Con un movimiento certero, mi madre agarró su muñeca retorciéndola hasta hacerle verter el líquido de la jarra y obligando a su vez a que clavara la rodilla en el suelo. Y levantando sobre su cabeza su potente brazo armado por el taburete soltó:

-Si quieres salir por tu pie, deja ahí la jarra y procura que no se parta. No quiero más contestaciones. Y los demás todos "pa" casa, que ya es hora.

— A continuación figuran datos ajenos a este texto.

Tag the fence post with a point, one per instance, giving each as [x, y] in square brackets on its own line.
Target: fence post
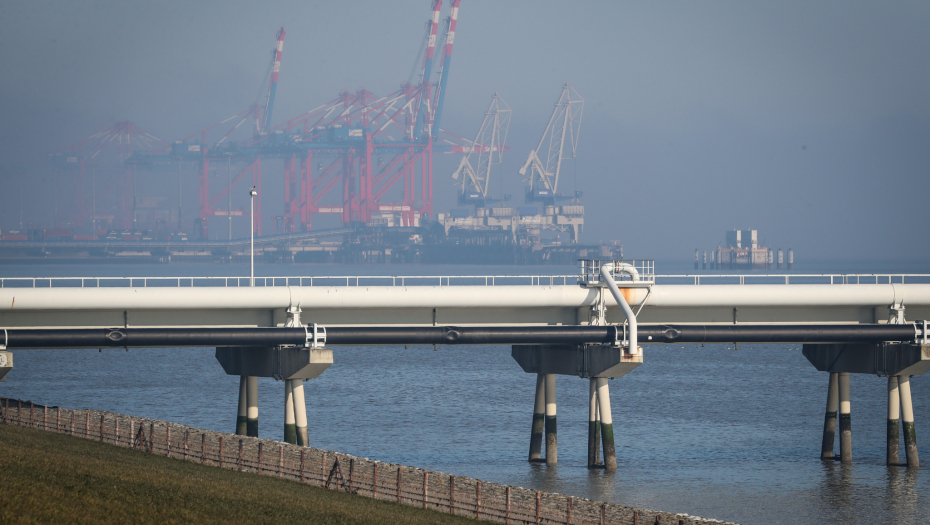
[478, 500]
[425, 488]
[451, 494]
[351, 473]
[507, 516]
[538, 509]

Seguro de que mi madre no dudaría en estrellar el taburete en su cara al más mínimo descuido, el joven dejó cuidadosamente la jarra en la mesa de mármol blanco sobre fundición que había mas cerca de la barra, junto a la ventana que daba a la calle, y se levantó sacudiéndose el polvo de sus pantalones. Sin alzar la cabeza, sin rechistar, salió con los demás sin armar escándalo.





















Por supuesto que mi padre se llevó una reprimenda de vuelta a casa, y yo por fin, sin más sobresaltos, pude dormirme por fin otro día al lado de mi hermano, quien me precedía y con quien compartía cama. Pero eso era entonces mi madre, un sobresalto continuo.

Mi padre no sólo habría dejado antes el bar, sino que no lo hubiera cogido siquiera, pero las necesidades imperaban con cuatro hijas sin casar y otros dos hijos pequeños aún. Así que no le quedó opción- sobrevivir no requiere dudas- y no vaciló. Sabía muy bien que todo aquello que se hace por necesidad, por obligación, es pasajero; como todo, un día cesa y desaparece: cuando se ha cubierto la necesidad. Y los respectivos noviazgos de mis hermanas consiguieron por sí solos lo que mi padre no hubiese logrado por mucho que se empeñara.


Por aquella época la costumbre exigía - al menos en familias tan tradicionales como la mía - la petición de la novia a sus padres. Y eso hicieron exactamente mis cuñados aquella tarde de verano, porque yo estaba allí.